Intervention de Charles de Courson

Séance en hémicycle du 7 janvier 2014 à 21h30
Agriculture alimentation et forêt — Discussion générale

Photo issue du site de l'Assemblée nationale ou de WikipediaCharles de Courson :

Si vous voulez assurer l’avenir de l’agriculture, monsieur le ministre, il convient de rééquilibrer les relations entre la grande distribution et le monde agricole. La France connaît, en matière de produits alimentaires, le système de distribution le plus concentré du monde occidental : cinq centrales d’achat tiennent environ les deux tiers du marché, et la situation s’aggrave de décennie en décennie. J’ajoute que, si l’on se penche sur les chiffres locaux, zone de chalandise par zone de chalandise, on s’aperçoit qu’il ne s’agit pas des deux tiers, mais parfois de 80 % du marché ! Or en termes de droit de la concurrence, c’est le critère pertinent.

Face à l’éparpillement de l’offre dans beaucoup de secteurs, les centrales d’achat peuvent imposer leur volonté aux producteurs – avec les méthodes que chacun connaît –, mais aussi, et plus souvent d’ailleurs, aux industriels de l’agroalimentaire qui eux-mêmes répercutent sur les producteurs, aussi bien en matière de prix que de conditions de vente.

Une politique courageuse ne consiste pas à prôner la contractualisation.

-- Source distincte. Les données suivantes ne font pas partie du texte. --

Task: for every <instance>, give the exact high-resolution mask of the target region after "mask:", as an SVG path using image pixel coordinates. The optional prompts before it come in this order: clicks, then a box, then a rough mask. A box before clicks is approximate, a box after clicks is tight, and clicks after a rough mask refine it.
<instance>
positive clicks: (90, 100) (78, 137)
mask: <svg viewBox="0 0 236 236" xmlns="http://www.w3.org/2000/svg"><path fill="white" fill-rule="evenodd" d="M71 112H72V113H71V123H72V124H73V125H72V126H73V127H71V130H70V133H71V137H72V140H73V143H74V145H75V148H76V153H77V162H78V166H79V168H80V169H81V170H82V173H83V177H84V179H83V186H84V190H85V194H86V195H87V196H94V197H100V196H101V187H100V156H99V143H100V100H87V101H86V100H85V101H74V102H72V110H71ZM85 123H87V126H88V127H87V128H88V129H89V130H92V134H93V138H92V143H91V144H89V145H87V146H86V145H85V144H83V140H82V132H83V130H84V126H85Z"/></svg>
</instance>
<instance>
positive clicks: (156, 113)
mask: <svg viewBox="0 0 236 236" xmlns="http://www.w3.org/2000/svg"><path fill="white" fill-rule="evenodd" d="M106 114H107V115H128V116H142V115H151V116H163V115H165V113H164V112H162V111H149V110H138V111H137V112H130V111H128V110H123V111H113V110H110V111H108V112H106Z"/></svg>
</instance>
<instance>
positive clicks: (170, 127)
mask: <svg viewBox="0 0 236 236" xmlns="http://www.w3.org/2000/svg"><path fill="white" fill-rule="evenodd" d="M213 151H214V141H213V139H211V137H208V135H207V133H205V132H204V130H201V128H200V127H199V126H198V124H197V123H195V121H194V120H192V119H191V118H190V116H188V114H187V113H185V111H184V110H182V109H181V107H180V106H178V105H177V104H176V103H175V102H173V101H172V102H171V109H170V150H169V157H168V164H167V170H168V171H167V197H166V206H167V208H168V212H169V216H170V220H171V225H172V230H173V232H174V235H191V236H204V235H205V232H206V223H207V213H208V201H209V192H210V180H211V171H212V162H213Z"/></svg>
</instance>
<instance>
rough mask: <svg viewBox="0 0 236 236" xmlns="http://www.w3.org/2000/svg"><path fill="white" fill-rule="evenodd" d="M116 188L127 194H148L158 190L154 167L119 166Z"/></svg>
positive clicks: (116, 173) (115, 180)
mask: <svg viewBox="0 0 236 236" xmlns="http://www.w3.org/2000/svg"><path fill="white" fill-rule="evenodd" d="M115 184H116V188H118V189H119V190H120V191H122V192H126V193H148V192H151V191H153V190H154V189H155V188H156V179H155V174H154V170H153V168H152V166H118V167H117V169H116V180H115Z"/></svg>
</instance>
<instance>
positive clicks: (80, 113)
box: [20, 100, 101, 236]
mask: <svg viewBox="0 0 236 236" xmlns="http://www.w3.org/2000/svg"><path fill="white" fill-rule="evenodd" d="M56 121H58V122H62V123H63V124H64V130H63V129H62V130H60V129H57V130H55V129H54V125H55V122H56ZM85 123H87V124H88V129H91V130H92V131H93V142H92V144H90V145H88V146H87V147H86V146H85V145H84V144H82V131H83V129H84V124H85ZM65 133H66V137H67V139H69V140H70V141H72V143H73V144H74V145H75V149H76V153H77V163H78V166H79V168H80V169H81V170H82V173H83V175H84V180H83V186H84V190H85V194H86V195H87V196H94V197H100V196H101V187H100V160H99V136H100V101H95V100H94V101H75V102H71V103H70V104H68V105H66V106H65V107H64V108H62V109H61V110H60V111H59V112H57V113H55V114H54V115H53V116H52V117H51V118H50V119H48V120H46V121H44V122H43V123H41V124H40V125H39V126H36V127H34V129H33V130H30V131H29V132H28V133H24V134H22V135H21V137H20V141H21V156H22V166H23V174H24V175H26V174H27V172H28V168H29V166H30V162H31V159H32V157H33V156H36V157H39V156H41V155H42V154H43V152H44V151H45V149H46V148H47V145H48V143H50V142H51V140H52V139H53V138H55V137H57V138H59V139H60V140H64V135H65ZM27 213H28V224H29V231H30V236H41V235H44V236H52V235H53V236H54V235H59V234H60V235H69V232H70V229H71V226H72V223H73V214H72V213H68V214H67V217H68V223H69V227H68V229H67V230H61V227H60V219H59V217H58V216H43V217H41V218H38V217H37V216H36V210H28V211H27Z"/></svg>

Cette idée de notre collègue Le Maire, quoique sympathique, n’a que peu réussi, voire pas du tout, pour la bonne raison qu’elle ne pouvait pas réussir : vous aurez beau préconiser autant que vous le voudrez la contractualisation, cela ne peut pas marcher quand il existe un tel déséquilibre entre l’offre et la demande.

En la matière, seule vaut une politique de décartellisation qui consiste à établir que l’on ne peut pas occuper plus de 5 % ou 7 % d’un marché, sinon il n’y a plus de libre concurrence.

Hélas, la part des matières premières agricoles dans le prix des aliments baisse constamment. Il y a quelques exceptions, par exemple le champagne. Dans ce cas, cela s’explique facilement : un cartel fait face à un autre. Dans cette situation, soit on tombe d’accord, soit c’est l’épreuve de force. En Champagne, on a toujours réussi à conclure des accords, lesquels, vous le savez, accordent un tiers du prix de la bouteille au producteur. C’est pour cette raison que le raisin vaut entre 5,50 euros et 6 euros le kilo. Si les producteurs étaient dispersés, comme c’est le cas dans d’autres zones viticoles, avec une multitude de syndicats qui se tirent dans les pattes face à un cartel des acheteurs, il est évident que le prix du raisin baisserait – pas besoin d’avoir fait des études d’économie poussées pour le comprendre.

Or, sur cette question, qu’y a-t-il dans votre texte ? Vous mettez en avant l’idée de médiation. C’est sympathique ; c’est gentil, comme dirait notre rapporteur, mais en réalité, monsieur le ministre, vous ne vous attaquez pas au problème de fond qui est celui de la cartellisation.

Quand un gouvernement courageux osera-t-il s’attaquer au problème et fixer des plafonds par zone de chalandise – et non en déterminant un taux national ? C’est possible ; d’autres pays l’ont fait, dont les États-Unis.